Manufacturing hiring remained weak, and there were job losses in construction and financial services. Meanwhile, average work hours and hourly earnings both dropped in June, which means that even people who are fortunate enough to have jobs are hardly home free in this economy.

The unemployment figure would have been even worse, except that almost 300,000 Americans gave up looking for work in June and are no longer technically counted as jobless - though they clearly are. When those who need full-time work but can find only part-time employment are added in, the so-called "underemployment" rate jumped from 15.8 percent in May to an even more painful 16.2 percent in June.

"It's just an across-the-board retreat," Heidi Shierholz, an economist at the Economic Policy Institute, told Tribune Newspapers. She pointed out that the discouraging jobs report came on top of similarly bad economic news a month earlier.

"This is two months of really scary reports," she said.

The latest report "raised doubts that the economy will rebound in the second half of the year after hitting a spring slump," The Associated Press reported. In fact, respected analysts have already sharply downgraded their expectations of growth for the rest of 2011.

We can see why they would do that. By this point after the last three recessions that America went through, unemployment averaged only 6.8 percent - far lower than today's 9.2 percent.

What makes these numbers more frustrating is that the Obama administration and the president's Democrat allies in Congress are doubling down on the very policies that are making things worse.

The $862 billion stimulus that Democrats enacted in early 2009 to "create or save" jobs was supposed to keep unemployment below 8 percent, the administration said. That obviously didn't work. And yet the president and Democrats argue that even more spending - and higher taxes - is the solution to our weak economy.
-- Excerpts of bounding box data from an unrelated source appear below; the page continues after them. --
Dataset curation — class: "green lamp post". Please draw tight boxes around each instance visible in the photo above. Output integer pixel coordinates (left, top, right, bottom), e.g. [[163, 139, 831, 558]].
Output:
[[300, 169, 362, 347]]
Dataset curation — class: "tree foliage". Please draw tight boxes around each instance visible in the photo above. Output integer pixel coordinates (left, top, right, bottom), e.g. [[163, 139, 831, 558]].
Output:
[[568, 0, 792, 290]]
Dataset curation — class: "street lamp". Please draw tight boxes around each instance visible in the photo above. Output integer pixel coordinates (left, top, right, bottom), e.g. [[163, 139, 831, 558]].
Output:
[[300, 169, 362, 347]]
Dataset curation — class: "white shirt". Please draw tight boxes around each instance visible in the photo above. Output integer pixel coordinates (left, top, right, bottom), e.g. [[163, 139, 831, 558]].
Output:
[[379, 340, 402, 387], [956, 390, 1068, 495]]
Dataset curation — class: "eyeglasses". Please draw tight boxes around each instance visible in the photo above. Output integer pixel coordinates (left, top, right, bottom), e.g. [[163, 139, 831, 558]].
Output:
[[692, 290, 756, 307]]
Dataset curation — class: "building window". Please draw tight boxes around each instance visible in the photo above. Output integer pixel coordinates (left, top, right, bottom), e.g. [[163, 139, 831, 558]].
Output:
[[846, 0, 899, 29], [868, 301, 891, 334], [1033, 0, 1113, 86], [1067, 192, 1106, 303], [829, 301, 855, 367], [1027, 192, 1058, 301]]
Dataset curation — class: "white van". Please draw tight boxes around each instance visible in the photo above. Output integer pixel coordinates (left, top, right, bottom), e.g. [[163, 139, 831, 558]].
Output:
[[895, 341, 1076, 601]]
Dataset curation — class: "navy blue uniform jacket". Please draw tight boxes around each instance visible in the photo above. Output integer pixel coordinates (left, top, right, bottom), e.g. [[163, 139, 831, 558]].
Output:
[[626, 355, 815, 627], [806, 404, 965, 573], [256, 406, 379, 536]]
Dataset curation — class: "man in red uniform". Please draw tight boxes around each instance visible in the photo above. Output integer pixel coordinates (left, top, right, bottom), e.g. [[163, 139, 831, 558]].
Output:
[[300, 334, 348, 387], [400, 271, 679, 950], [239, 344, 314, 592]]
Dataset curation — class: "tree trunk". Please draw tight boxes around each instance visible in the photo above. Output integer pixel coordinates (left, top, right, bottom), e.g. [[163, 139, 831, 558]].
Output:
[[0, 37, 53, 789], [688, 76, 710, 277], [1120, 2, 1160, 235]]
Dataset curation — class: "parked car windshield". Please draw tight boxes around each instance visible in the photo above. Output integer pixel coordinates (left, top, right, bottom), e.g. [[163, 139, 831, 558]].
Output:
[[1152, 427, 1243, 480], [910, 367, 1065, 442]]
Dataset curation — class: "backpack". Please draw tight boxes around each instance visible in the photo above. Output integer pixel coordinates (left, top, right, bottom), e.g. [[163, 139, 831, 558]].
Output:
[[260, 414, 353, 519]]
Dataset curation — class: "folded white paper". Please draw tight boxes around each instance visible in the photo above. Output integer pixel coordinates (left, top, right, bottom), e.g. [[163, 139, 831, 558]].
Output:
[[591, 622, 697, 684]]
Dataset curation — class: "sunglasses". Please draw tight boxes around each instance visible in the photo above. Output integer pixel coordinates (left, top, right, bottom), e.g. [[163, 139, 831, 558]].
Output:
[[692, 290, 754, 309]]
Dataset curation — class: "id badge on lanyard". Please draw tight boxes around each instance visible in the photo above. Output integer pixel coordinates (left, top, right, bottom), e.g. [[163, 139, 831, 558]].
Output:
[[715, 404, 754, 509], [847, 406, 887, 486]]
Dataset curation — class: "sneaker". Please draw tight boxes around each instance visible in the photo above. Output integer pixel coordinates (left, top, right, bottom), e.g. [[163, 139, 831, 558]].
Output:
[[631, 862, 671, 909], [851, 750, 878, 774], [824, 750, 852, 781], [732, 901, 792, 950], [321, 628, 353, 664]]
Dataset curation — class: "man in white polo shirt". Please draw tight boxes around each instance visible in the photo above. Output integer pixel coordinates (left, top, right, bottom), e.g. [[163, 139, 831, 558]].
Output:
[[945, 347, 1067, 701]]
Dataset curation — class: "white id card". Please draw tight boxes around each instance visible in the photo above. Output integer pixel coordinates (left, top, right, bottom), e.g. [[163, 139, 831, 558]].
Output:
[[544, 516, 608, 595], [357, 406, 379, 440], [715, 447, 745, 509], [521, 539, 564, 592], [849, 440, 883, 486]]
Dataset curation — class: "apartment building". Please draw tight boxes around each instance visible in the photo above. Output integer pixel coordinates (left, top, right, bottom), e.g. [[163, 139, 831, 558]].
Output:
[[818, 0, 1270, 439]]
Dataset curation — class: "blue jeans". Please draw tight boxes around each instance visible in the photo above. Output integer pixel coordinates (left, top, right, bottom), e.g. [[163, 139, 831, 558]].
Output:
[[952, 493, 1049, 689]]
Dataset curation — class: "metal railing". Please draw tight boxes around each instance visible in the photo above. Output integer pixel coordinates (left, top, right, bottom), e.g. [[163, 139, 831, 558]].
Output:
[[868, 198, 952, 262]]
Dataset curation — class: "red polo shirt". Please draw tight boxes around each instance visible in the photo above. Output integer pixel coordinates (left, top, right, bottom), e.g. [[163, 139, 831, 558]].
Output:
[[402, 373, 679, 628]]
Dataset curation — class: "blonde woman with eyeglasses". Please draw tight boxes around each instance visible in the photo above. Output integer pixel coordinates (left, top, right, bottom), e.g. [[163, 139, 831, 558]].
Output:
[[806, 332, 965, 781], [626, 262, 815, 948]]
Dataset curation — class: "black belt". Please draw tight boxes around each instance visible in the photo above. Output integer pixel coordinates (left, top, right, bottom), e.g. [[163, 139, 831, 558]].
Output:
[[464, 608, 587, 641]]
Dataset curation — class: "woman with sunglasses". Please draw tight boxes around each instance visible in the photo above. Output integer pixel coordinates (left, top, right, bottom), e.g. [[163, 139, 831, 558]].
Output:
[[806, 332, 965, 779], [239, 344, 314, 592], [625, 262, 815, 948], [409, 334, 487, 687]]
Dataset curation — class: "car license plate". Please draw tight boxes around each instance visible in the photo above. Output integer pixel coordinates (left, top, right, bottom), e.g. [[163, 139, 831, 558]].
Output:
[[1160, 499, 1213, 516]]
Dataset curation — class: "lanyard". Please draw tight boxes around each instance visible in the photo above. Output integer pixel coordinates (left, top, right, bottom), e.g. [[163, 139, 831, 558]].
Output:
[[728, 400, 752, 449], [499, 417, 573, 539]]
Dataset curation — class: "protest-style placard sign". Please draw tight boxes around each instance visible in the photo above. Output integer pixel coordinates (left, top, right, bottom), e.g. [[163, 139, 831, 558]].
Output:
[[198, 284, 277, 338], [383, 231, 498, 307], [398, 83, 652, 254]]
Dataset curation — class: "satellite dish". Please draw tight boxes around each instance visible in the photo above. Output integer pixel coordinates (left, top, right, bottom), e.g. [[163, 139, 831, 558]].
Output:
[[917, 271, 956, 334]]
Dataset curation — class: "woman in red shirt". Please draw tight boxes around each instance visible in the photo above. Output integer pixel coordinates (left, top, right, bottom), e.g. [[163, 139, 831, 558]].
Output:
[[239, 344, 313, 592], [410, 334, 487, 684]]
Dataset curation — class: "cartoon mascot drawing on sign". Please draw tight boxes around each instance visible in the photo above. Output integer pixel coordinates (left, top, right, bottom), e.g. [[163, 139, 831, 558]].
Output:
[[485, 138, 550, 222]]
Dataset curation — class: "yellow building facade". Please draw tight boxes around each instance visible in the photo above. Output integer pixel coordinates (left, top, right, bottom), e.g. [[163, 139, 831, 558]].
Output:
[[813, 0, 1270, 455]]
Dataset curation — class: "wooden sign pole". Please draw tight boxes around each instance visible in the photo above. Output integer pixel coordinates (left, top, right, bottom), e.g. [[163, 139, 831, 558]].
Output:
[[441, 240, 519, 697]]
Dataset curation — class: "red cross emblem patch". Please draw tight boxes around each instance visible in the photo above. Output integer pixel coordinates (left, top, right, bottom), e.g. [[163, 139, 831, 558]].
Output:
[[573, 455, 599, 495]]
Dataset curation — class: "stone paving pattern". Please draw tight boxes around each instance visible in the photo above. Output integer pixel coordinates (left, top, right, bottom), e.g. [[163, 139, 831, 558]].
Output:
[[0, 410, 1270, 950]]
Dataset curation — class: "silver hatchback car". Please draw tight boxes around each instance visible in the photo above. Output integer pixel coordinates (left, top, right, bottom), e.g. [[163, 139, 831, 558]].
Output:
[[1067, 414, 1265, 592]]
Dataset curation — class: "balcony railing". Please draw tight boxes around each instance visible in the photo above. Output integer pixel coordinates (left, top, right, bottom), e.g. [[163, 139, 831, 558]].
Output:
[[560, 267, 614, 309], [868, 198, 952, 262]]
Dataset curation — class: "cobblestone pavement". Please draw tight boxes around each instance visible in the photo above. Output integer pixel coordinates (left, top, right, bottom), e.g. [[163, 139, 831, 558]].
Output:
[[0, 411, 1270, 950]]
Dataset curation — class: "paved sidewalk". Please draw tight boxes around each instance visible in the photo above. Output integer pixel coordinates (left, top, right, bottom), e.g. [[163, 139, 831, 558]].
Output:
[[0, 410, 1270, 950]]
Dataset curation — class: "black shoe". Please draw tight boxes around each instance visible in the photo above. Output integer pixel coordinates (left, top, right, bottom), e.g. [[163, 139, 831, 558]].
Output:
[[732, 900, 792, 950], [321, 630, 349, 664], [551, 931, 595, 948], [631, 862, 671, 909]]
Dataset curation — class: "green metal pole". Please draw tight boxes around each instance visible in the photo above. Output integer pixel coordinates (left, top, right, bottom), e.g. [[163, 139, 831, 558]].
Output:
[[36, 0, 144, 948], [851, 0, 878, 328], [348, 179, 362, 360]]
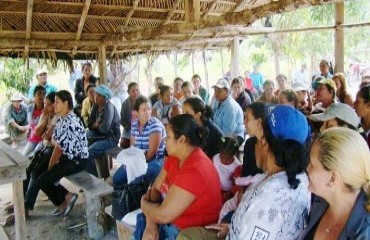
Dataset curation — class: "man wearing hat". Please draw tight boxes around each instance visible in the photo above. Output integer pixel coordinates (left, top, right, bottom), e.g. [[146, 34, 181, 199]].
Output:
[[85, 85, 121, 178], [28, 69, 58, 103], [312, 78, 338, 113], [310, 103, 360, 131], [5, 93, 29, 149], [213, 79, 244, 144]]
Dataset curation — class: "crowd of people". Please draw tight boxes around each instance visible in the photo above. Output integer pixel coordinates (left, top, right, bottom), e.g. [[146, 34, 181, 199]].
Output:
[[2, 60, 370, 239]]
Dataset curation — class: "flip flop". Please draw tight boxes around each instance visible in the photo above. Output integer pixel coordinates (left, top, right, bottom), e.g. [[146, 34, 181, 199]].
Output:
[[51, 207, 66, 216], [4, 204, 14, 213], [64, 193, 78, 216]]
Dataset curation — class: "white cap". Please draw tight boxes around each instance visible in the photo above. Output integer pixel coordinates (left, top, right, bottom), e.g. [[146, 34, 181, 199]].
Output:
[[212, 78, 230, 89], [36, 68, 48, 76], [310, 103, 360, 128]]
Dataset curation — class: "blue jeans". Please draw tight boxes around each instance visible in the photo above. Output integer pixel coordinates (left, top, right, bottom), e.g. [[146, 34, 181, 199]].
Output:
[[37, 155, 86, 206], [134, 213, 180, 240], [85, 139, 118, 177], [113, 157, 163, 189]]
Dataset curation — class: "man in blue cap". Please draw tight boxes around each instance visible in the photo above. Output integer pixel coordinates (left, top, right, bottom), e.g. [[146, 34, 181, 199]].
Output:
[[85, 85, 121, 178]]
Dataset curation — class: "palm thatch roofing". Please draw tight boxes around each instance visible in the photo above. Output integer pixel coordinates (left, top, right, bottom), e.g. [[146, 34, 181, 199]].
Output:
[[0, 0, 340, 59]]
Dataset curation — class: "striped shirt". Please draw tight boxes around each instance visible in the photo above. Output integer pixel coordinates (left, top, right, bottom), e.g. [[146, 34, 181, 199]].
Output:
[[131, 117, 166, 157]]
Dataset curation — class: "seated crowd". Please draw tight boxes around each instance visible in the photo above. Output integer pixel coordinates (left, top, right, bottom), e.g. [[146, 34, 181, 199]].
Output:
[[6, 60, 370, 239]]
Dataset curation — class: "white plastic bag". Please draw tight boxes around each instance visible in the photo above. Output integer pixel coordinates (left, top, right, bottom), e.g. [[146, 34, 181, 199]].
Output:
[[117, 146, 148, 183]]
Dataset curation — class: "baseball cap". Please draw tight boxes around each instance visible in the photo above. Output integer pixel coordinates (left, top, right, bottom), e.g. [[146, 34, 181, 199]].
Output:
[[292, 82, 308, 92], [36, 68, 48, 76], [310, 103, 360, 128], [314, 78, 337, 91], [267, 105, 311, 145], [10, 93, 23, 101], [212, 78, 230, 89], [95, 85, 113, 100]]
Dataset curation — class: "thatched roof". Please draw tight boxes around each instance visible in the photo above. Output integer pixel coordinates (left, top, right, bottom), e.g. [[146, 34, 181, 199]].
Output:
[[0, 0, 339, 59]]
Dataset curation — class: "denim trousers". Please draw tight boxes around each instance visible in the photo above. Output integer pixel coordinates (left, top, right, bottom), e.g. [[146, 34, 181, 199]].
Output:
[[22, 141, 39, 157], [37, 155, 86, 206], [133, 213, 180, 240], [85, 139, 118, 177], [23, 148, 54, 210], [113, 157, 163, 189]]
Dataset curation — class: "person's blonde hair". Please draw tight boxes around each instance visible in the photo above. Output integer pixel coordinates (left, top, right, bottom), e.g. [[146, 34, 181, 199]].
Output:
[[333, 72, 348, 102], [314, 127, 370, 207]]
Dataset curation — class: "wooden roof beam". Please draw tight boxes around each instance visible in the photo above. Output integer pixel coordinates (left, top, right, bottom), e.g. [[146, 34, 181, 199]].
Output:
[[123, 0, 342, 40], [26, 0, 34, 39], [72, 0, 91, 55], [76, 0, 91, 41], [233, 0, 256, 12], [185, 0, 200, 23], [163, 0, 186, 25], [202, 0, 219, 20], [125, 0, 139, 26], [23, 0, 34, 60]]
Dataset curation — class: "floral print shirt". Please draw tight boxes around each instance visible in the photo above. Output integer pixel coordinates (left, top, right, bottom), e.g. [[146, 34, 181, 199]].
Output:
[[227, 172, 311, 240], [53, 112, 89, 160]]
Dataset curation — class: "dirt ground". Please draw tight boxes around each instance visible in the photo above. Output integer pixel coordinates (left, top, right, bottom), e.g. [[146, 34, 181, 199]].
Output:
[[0, 126, 118, 240]]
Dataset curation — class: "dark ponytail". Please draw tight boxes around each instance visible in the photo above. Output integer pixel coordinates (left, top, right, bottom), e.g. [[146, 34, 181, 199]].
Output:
[[184, 97, 213, 123], [169, 114, 205, 147], [263, 121, 308, 189]]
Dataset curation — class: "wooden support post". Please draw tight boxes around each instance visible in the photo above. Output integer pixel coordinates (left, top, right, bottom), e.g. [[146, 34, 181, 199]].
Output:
[[191, 51, 195, 75], [220, 49, 225, 76], [13, 181, 26, 240], [185, 0, 200, 22], [203, 50, 209, 90], [86, 194, 106, 239], [230, 37, 240, 79], [98, 44, 108, 85], [334, 2, 344, 72], [173, 51, 177, 78]]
If all the government's "stimulus" spending hasn't worked over the past two years, why does the administration think that still higher federal spending now will turn things around and get people working?

What businesses - including the small businesses that provide so many of our country's jobs - need is the assurance that Washington is not going to raise their taxes. That would let companies hire more workers without having to fear that a suddenly increased tax burden would take away whatever financial gains they might earn from expanding operations.

And what all our people need is for Congress to put a brake on the wasteful and often unconstitutional federal spending that is contributing to high unemployment and expanding our disastrous $14.3 trillion national debt.